Verkehrssicherheit in Berlin: Wenn es in Bussen und Bahnen kein Halten mehr gibt
Die BVG zeigt die Gefahr bei einer Notbremsung – und mahnt nicht nur ihre Fahrgäste zur Vorsicht. Manche hindert aber persönlicher Widerwille daran, nach Haltestangen und Schlaufen zu greifen.
Es passiert nicht alle Tage, dass ein Angestellter seinen Chef rauswirft. Am Donnerstag hätte es fast geklappt: Die BVG hat auf den Betriebshof Lichtenberg geladen, um vorzuführen, was bei einer Notbremsung von Bus und Tram passiert.

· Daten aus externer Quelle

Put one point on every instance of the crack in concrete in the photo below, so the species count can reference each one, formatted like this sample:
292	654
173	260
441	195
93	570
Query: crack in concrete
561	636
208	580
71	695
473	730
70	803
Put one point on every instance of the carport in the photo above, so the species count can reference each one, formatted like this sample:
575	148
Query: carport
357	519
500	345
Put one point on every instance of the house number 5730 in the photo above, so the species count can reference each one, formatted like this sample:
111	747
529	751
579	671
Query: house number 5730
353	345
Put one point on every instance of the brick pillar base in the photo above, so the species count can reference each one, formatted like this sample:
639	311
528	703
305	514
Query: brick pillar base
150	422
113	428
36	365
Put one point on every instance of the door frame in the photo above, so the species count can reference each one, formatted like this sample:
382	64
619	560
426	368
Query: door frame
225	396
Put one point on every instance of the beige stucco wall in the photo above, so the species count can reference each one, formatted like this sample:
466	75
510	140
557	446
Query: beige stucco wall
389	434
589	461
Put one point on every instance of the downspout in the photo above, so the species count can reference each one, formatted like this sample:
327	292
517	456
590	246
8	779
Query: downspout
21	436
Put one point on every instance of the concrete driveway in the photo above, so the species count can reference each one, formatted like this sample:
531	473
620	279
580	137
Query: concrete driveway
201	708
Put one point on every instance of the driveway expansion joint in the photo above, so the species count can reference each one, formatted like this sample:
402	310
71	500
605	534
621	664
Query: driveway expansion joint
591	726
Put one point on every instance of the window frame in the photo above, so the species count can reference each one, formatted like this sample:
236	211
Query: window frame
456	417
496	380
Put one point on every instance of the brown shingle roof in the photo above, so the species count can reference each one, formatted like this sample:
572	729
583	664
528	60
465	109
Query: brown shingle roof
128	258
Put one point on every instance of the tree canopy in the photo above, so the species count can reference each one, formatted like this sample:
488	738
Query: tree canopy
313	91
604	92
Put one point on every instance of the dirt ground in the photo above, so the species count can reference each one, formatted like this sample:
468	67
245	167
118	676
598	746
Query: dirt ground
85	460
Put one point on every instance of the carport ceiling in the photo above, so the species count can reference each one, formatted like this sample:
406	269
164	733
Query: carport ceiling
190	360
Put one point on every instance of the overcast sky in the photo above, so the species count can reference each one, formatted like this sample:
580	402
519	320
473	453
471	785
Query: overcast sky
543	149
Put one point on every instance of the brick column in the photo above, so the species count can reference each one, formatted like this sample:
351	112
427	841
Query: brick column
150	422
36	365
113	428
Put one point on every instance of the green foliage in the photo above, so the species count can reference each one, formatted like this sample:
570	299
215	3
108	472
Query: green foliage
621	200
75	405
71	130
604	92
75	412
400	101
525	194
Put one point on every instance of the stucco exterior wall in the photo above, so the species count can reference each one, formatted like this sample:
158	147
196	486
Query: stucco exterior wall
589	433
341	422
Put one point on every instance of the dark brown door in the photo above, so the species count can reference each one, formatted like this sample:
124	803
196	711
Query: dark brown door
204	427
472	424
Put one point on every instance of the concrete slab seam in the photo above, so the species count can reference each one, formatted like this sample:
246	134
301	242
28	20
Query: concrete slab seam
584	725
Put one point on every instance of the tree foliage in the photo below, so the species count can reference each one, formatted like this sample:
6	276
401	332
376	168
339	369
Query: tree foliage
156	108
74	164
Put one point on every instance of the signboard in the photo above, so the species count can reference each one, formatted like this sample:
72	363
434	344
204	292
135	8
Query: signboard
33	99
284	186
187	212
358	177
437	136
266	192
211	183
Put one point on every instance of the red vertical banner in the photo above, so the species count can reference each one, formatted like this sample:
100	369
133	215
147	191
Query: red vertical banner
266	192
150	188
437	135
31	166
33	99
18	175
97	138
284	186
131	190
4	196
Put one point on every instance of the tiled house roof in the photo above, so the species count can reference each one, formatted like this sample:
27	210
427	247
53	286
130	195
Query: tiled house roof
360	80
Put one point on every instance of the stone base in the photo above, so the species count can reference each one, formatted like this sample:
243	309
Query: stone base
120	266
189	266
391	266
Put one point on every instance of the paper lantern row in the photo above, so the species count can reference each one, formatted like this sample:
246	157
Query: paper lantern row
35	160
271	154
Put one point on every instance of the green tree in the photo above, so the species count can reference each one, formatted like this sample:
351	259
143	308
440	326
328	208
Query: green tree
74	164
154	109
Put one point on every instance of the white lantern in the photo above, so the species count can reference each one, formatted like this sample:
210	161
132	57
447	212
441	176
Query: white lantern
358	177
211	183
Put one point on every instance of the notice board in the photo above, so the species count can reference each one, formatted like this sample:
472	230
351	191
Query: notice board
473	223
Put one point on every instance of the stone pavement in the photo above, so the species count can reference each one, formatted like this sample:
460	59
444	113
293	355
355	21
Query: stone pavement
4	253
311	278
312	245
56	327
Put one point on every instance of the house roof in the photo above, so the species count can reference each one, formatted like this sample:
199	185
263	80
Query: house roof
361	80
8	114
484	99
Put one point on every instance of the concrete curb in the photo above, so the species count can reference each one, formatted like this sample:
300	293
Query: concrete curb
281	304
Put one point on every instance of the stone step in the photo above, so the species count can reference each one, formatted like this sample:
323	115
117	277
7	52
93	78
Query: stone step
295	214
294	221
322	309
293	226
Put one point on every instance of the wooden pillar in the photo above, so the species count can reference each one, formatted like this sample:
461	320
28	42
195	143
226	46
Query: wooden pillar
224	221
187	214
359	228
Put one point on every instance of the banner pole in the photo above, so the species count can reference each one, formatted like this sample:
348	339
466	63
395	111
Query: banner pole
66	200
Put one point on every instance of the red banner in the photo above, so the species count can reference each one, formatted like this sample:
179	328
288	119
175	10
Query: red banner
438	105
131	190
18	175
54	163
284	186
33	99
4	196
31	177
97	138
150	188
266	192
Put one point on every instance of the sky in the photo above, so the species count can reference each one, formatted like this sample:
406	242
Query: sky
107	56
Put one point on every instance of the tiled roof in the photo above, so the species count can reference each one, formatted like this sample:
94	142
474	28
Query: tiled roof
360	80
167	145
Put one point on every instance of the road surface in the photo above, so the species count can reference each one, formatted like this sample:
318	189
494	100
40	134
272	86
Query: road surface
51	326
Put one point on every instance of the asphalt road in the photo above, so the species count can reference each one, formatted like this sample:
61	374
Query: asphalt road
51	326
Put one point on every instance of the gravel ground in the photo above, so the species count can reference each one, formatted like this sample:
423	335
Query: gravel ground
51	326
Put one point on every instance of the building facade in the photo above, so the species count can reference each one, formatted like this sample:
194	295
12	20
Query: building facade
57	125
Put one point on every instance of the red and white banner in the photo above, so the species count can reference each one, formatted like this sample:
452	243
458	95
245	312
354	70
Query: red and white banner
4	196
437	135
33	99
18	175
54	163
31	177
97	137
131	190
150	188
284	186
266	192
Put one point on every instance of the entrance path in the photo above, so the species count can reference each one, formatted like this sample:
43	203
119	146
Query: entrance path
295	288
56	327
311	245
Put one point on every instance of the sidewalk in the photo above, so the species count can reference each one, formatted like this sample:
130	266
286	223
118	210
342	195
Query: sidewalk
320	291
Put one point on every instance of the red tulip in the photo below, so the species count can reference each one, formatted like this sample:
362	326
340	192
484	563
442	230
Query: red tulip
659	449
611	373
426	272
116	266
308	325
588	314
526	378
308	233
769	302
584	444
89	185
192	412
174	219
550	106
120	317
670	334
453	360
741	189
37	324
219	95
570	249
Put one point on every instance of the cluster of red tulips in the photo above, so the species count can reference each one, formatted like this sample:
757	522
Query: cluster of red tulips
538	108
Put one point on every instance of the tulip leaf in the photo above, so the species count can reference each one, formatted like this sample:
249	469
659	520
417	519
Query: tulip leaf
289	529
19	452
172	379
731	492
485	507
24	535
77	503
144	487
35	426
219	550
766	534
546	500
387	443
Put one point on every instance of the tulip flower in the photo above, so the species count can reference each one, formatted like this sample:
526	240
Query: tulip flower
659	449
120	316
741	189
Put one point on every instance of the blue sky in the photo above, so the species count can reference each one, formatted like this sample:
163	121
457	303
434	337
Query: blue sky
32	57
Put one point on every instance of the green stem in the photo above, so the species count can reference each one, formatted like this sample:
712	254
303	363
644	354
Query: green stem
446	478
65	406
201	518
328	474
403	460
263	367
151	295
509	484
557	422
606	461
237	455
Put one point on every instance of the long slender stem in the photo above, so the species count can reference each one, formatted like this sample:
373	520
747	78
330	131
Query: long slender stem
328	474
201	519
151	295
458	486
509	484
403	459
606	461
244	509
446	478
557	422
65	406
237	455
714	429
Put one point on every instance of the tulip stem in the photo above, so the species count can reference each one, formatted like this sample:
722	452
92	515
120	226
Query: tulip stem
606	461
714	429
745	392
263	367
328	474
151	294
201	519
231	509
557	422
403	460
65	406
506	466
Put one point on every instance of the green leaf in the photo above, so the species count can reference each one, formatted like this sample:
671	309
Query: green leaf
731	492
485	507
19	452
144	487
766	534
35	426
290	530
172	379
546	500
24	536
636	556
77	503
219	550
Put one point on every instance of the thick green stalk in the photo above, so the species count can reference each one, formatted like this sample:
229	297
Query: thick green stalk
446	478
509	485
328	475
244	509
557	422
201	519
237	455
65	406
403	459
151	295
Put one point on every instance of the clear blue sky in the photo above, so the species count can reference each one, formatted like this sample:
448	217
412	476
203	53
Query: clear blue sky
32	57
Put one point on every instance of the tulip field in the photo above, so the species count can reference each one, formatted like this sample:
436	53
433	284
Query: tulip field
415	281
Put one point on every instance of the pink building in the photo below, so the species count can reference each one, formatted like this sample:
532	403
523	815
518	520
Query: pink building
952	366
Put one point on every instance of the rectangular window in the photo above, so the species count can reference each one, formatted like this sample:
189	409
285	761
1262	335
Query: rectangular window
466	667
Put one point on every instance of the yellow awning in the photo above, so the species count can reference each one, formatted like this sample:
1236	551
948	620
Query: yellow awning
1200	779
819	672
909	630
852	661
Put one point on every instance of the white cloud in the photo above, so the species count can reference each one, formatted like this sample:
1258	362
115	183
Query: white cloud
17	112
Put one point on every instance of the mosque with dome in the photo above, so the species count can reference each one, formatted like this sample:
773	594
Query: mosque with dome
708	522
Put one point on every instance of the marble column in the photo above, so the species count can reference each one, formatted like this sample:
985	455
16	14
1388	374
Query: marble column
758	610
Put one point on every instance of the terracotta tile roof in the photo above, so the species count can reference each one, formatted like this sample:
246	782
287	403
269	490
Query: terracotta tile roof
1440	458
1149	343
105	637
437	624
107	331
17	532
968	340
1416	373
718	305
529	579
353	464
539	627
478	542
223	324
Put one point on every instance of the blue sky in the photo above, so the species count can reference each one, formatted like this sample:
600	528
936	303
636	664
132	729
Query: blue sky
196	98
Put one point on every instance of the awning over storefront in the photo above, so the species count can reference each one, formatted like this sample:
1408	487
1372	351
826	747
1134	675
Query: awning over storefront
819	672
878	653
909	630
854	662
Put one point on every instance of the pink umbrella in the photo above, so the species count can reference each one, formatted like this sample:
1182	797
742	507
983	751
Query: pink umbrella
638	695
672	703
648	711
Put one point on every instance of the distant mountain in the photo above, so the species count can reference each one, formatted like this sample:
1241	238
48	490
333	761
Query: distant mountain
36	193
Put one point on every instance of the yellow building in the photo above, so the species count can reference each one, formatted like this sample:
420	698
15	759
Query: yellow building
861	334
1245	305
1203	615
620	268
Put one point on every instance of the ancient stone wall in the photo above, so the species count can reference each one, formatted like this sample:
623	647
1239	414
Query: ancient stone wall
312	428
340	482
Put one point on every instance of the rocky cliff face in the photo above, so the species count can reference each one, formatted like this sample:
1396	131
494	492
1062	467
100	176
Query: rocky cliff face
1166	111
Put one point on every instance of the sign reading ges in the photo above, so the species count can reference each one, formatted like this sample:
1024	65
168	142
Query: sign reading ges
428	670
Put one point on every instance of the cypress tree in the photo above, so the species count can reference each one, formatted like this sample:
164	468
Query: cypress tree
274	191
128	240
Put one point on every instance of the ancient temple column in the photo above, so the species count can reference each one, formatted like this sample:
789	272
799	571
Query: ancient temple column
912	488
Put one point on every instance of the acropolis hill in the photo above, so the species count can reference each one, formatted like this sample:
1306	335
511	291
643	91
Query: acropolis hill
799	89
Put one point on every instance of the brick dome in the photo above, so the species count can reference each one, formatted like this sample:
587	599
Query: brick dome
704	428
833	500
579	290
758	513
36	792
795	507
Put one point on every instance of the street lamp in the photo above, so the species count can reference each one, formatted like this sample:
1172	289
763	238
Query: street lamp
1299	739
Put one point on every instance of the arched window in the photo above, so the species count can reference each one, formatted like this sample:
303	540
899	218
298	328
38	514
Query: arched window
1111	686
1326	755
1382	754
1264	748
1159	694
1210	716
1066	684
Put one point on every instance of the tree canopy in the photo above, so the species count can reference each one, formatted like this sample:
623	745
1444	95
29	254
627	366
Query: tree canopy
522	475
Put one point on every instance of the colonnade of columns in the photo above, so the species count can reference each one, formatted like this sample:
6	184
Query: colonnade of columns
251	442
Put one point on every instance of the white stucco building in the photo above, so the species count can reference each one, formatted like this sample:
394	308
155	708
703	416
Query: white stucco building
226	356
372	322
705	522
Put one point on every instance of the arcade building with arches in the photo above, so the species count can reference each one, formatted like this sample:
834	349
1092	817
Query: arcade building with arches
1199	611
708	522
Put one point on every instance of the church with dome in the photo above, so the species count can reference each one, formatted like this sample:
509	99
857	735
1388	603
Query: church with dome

Lektion eins ist noch ungefährlich, aber beeindruckend: Ein Golf, ein angejahrter Linienbus und eine schicke Flexity-Straßenbahn fahren mit Tempo 30 nebeneinander auf eine rote Linie zu. Dann die Vollbremsung: Das Auto steht mit knirschenden Reifen nach vier Metern. Der Bus stoppt – ohne Brimborium – nach knapp der doppelten Strecke. Dahinter geht die Bahn mit großem Klingeling mächtig in die Knie, Bremssand stiebt um die Räder. Trotzdem braucht sie mit zwölf Metern klar am längsten, bis sie steht. Keine gute Nachricht bei einem Gefährt, das mit 51 Tonnen mehr wiegt als ein vollbeladener Sattelzug und das keinen Zentimeter ausweichen kann.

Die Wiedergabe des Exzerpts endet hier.